En adoptant d’importants amendements à la résolution 075, les représentants internationaux de la conservation ont reconnu qu’il existe d’importantes lacunes dans les données et les connaissances, ainsi que des problèmes éthiques, sociaux, culturels et écologiques non résolus concernant les technologies développées pour modifier génétiquement des espèces sauvages. La résolution 075 stipule que ces incertitudes nécessitent l’application du principe de précaution et doivent être prises en compte pour toute position que l’UICN pourrait décider d’adopter sur le sujet. À cet égard, les membres de l’UICN ont également convenu de donner la priorité aux perspectives, aux connaissances et aux droits des populations autochtones et des communautés locales dans leurs délibérations sur ces technologies au cours des trois prochaines années.

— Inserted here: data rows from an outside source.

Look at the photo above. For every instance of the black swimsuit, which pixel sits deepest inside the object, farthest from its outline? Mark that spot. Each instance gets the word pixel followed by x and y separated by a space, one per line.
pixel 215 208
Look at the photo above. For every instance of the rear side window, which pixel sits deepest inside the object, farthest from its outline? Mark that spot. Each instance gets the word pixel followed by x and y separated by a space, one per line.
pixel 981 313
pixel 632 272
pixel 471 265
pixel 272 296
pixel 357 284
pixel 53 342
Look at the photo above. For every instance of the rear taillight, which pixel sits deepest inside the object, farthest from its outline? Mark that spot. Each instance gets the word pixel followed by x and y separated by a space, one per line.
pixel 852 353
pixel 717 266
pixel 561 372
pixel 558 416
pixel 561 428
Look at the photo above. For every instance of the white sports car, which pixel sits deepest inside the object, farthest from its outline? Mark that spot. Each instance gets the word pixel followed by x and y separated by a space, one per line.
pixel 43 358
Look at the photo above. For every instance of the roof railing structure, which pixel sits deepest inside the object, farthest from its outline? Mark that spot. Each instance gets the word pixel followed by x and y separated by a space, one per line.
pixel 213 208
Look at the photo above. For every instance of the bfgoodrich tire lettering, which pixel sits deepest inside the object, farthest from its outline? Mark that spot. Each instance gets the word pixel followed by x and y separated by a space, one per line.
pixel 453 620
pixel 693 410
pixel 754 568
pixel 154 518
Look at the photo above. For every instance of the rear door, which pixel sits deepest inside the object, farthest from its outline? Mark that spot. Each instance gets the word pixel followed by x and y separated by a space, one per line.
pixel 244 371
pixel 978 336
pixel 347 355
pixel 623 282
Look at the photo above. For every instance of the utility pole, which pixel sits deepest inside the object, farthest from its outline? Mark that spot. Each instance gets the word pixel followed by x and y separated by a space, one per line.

Mareike Imken, coordinatrice de la campagne européenne Stop Gene Drives, se félicite de l’engagement de l’UICN en faveur du principe de précaution et de son intention de favoriser une meilleure compréhension et un meilleur débat entre ses membres sur l’utilisation des techniques d’ingénierie génétique à des fins de conservation de la nature. « Un processus de discussion large et inclusif au sein de l’UICN sera crucial pour sensibiliser les membres de l’UICN au fait que l’altération des règles de l’évolution naturelle par l’application de la technique du forçage génétique apportera une nouvelle dimension d’intervention – et de changement irréversible – sur le monde naturel que l’UICN elle-même vise à préserver ».
Les négociations litigieuses autour de cette résolution ont provoqué une division entre les groupes de la société civile qui ont demandé à l’UICN de ne pas laisser le champ libre aux lâchers dans l’environnement des applications de la biologie synthétique, et les partisans du forçage génétique qui ont plaidé pour que la biologie synthétique, y compris le forçage génétique, soit acceptée comme un outil de conservation de la nature. L’un des partisans du forçage génétique, Island Conservation, membre de l’UICN, préconise d’utiliser le forçage génétique pour éradiquer les souris invasives sur les îles.
« Les promoteurs du forçage génétique prévoient de forcer génétiquement les mauvaises herbes résistantes aux pesticides afin de les rendre à nouveau sensibles à ces derniers. Ces informations, ainsi que des rapports sur le financement de la recherche sur le forçage génétique par la DARPA, indiquent que les principaux intérêts qui sous-tendent en réalité cette technologie sont ceux de l’agriculture industrielle et les intérêts militaires pour la biologie synthétique et le forçage génétique. Les propositions de conservation sont, en fait, des chevaux de Troie », déclare Dr Joann Sy, de l’ONG française POLLINIS, qui lutte pour la conservation des pollinisateurs et des insectes.
« Les communautés locales et les chercheurs ont besoin de ressources pour aider l’UICN à réaliser ce que la résolution exige – la pleine participation des populations locales à l’évaluation de cette technologie d’extermination potentiellement extrême », déclare le Dr Tom Wakeford, directeur pour l’Europe d’ETC Group, un groupe de réflexion qui a réalisé un important travail critique sur le forçage génétique.